I've learned that technology can help us build things that are more advanced, but that doesn't necessarily make them better. Building things might be why I started programming, but making things relevant is why I embraced creativity, design, ethnography, and psychology.
The best innovators understand this instinctively. In 1999, a team of designers at IDEO was given the challenge of redesigning the everyday shopping cart. They didn't start by brainstorming high-tech features.
Instead, they went out into the world—they observed shoppers, interviewed store employees, and prototyped ideas that addressed the real, human issues they found. The result worked because they understood what people needed, not because they used cutting-edge tech.
Beyond Technology: Defining True Innovation
Remember blockchain? In the 2010s, startups rushed to put everything on blockchain. Most failed. They were so excited about the technology that they forgot to solve real problems. The successful companies weren't the ones with the fanciest tech – they were the ones that made something people wanted.
Here's something most people don't realize: technology is older than science. Older than engineering too. At its core, it's just humans finding reliable ways to solve problems. We seem to have forgotten this. Every day brings announcements of new AI models or quantum computing breakthroughs. We celebrate each advance like it's revolutionary, but we've lost track of why we make these things in the first place.

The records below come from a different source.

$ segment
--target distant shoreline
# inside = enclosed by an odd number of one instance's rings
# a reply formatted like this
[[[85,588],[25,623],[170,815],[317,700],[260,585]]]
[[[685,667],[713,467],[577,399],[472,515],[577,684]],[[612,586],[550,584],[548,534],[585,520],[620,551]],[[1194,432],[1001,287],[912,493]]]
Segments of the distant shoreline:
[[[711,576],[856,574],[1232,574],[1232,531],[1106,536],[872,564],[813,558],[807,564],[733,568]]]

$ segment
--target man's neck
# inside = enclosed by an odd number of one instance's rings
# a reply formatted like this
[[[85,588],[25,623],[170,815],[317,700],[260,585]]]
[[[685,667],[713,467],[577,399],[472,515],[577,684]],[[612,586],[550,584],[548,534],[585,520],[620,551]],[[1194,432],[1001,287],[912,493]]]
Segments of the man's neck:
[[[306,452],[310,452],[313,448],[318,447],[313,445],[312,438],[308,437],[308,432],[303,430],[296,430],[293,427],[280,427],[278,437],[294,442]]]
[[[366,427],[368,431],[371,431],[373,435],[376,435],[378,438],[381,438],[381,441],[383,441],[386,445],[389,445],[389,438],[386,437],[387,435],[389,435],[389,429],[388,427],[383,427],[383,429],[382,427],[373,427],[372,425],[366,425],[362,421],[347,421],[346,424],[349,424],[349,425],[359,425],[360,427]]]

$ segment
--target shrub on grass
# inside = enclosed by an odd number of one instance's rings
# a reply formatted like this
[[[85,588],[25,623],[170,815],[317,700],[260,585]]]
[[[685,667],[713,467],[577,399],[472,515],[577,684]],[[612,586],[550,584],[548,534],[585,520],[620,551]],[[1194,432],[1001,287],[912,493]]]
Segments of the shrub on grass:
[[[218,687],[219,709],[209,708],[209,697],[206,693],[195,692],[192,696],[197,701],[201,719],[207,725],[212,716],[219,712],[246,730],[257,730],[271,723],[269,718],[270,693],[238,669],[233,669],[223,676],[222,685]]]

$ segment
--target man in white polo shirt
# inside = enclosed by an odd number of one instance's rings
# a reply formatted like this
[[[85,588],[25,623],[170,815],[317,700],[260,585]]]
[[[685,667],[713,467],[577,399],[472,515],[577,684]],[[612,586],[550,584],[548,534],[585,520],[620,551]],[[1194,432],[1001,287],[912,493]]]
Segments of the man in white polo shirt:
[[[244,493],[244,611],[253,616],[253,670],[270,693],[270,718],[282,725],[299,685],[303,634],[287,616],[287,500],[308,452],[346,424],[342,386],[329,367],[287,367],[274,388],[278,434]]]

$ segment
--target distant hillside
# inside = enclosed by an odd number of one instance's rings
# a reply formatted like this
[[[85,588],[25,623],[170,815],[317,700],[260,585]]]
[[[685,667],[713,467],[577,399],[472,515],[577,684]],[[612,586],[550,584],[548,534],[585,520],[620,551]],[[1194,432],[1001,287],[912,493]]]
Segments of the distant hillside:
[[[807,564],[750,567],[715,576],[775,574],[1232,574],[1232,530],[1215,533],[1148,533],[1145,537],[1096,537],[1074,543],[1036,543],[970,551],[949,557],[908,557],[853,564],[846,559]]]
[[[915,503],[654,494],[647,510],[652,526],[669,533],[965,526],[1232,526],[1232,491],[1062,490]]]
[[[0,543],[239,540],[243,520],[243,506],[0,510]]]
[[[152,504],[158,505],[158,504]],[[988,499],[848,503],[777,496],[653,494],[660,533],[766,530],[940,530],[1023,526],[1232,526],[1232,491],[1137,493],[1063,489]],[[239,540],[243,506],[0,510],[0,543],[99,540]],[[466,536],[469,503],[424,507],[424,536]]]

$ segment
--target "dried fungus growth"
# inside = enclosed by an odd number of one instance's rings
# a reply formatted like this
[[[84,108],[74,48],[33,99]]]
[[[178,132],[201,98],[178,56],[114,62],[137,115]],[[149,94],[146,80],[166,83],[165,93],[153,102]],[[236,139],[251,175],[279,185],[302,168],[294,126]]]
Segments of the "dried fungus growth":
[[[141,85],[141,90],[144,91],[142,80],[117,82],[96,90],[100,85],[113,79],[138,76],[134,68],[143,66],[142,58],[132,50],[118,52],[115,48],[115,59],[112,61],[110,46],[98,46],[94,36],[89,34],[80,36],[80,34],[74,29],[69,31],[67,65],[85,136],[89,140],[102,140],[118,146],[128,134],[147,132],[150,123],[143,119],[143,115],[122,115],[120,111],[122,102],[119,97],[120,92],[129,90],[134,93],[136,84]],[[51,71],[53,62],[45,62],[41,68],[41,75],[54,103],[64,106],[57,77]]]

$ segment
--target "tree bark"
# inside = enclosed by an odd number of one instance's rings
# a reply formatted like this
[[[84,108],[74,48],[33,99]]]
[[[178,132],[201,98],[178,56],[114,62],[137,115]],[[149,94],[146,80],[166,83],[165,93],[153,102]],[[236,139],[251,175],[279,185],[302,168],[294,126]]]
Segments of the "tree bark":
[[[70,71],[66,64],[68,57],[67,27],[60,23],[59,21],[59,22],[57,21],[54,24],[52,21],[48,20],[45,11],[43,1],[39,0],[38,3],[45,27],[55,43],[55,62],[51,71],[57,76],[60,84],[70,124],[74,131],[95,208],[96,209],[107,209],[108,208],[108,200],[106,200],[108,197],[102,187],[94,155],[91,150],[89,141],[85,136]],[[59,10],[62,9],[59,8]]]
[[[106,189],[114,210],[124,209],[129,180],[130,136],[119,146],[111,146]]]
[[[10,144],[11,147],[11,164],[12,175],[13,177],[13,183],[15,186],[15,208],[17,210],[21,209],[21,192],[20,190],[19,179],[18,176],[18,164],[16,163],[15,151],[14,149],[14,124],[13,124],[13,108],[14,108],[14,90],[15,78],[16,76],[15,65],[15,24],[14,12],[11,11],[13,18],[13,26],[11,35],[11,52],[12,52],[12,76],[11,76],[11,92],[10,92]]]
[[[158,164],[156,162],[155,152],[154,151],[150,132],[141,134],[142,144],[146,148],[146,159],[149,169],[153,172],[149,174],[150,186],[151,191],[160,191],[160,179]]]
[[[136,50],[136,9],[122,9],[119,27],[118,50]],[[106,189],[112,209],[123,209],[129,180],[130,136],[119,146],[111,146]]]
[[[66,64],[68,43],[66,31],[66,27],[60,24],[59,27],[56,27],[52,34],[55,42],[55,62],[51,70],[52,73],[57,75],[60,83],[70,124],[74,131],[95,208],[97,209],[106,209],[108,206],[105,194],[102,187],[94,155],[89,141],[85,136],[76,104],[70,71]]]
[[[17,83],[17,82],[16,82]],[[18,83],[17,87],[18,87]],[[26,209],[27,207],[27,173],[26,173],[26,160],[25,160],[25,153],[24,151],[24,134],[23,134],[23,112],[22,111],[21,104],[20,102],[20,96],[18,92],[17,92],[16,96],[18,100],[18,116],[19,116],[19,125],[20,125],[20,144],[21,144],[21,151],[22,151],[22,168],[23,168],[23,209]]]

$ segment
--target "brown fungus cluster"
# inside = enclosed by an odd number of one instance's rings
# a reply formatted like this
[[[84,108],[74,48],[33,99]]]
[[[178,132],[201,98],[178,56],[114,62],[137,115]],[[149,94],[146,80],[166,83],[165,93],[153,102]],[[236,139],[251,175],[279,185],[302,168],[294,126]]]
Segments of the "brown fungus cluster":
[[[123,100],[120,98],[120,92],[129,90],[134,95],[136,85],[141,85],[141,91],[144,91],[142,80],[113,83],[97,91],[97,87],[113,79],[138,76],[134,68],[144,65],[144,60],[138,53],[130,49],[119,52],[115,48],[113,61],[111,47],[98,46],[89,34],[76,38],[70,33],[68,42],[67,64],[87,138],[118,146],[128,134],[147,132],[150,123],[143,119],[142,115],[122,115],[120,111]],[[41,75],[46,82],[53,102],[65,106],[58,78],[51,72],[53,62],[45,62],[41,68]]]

The Power of Asking 'Why?'
The most important question in innovation isn't "how" or "what" – it's "why." When someone asks me to build something, I always want to know the purpose. Without understanding why, you risk building sophisticated junk.
Look at successful products: they solve real problems that now seem obvious. PayPal made sending money easier when it was needlessly hard. Apple built music players that didn't skip and held your whole library. Airbnb saw that hotels were leaving a huge market unserved.
Innovation as a Human Endeavor
The hardest part of innovation isn't technical – it's psychological. It requires constantly fighting our tendency to fall in love with technology instead of the problem we're trying to solve. Look at IDEO's Clean Team project in Ghana.
They could have built high-tech toilets. Instead, they created a simple service system that worked within local constraints. Or Florida Hospital, which discovered their biggest patient experience problems weren't solved by better medical technology, but by understanding the anxiety and confusion patients feel during their stay.
These examples share something interesting: the technology eventually becomes invisible. When you're really solving human problems, people don't notice the sophistication of your solution – they just notice that their lives got better. The best innovations often look obvious in hindsight. Not because they were easy to create, but because they fit so naturally into the way people actually live and work.